The holiday is known by a number of names in the English language:
- All Souls Day (not to be confused with the Roman Catholic holiday, All Souls, Day, of the same name)
- Clear Bright Festival
- Ancestors Day
- Festival for Tending Graves
- Grave Sweeping Day
- Chinese Memorial Day
- Tomb Sweeping Day
- Spring Remembrance
Qingming Festival is when Chinese people visit the graves or burial grounds of their ancestors. Traditionally, people brought a whole rooster with them to the graves visited, but the occasion hs become less formal over time. The festival originated from Hanshi Day, (literally, a day with cold food only), a memorial day for Jie Zitui or Jie Zhitui. Jie Zitui died in 636 B.C., in the Spring and Atumn Period. He was one of the many followers of Duke Wen of Jin before he became a duke. Once, during Wen's nineteen years of exile, they had no food and Jie prepared some meat soup for Wen. Wen enjoyed it a lot and wondered where Jie had obtained the soup. It turned out Jie had cut a piece of meat from his own thigh to make the soup. Wen was so moved he promised to reward him one day. However, Jie was no the type of person who sought rewards. Instead, he just wanted to help Wen to return to Jin to become kind. Once Wen became duke, Jie resigned and stayed away from him. Duke Wen rewarded the people who helped him in the decade, but for some reason he forgot to reward Jie, who by then had moved into the forest with his mother. Duke Wen went to the forest, but could not find Jie. Heeding suggestions form his officials, Duke Wen ordered men to set the forest on fire to force out Jie. However, Jie died in the fire. Feeling remorseful, Duke Wen ordered three days without fire to honor Jie's memory. The county where Jie died is still called Jiexiu ("the place Jie rests forever").
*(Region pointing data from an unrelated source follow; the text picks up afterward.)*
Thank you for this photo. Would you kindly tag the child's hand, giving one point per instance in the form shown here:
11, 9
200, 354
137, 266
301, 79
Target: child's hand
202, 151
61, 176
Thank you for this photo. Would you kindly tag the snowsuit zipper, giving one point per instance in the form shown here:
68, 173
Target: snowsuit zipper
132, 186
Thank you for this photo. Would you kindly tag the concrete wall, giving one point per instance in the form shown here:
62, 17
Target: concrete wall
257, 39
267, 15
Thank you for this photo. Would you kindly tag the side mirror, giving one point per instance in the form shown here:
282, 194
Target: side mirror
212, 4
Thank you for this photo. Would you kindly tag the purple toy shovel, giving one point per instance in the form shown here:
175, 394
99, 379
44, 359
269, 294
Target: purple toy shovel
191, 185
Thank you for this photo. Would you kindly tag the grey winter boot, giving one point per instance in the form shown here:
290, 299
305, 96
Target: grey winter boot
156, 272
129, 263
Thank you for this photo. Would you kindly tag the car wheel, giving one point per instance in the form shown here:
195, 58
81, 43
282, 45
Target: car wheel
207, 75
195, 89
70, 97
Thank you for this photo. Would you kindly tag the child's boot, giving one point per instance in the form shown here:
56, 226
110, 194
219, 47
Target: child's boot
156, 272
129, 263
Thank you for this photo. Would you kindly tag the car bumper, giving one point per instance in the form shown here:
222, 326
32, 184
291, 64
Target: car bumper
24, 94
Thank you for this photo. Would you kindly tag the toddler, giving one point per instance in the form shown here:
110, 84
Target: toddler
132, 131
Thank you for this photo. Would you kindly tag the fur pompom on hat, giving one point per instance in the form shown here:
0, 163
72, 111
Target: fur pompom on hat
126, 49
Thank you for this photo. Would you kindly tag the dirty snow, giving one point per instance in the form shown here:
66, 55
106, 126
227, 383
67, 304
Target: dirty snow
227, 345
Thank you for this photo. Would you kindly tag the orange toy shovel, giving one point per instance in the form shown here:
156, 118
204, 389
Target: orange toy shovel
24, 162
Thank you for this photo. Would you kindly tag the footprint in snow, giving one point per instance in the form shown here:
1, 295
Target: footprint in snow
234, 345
The Qingming Festival is an opportunity for celebrants to remember and honor their ancestors at grave sites. Young and old pray before the ancestors, sweep the tombs and offer food, tea, wine, chopsticks, joss paper accessories, and /or libations to the ancestors. The rites have a long tradition in Asia, especially among farmers. Some people carry willow branches with them on Qingming, or put willow branches on their gates and /or front doors. They believe that willow branches help ward off the evil spirit wanders on Qingming.
On Qingming people go on family outings, start the spring plowing, sing, dance. Qingming is also the time when young couples start courting. Another popular thing to do is to fly kites in the shapes of animals or characters from Chinese operas. Another common practice is to carry flowers instead of burning paper, incense or firecrackers.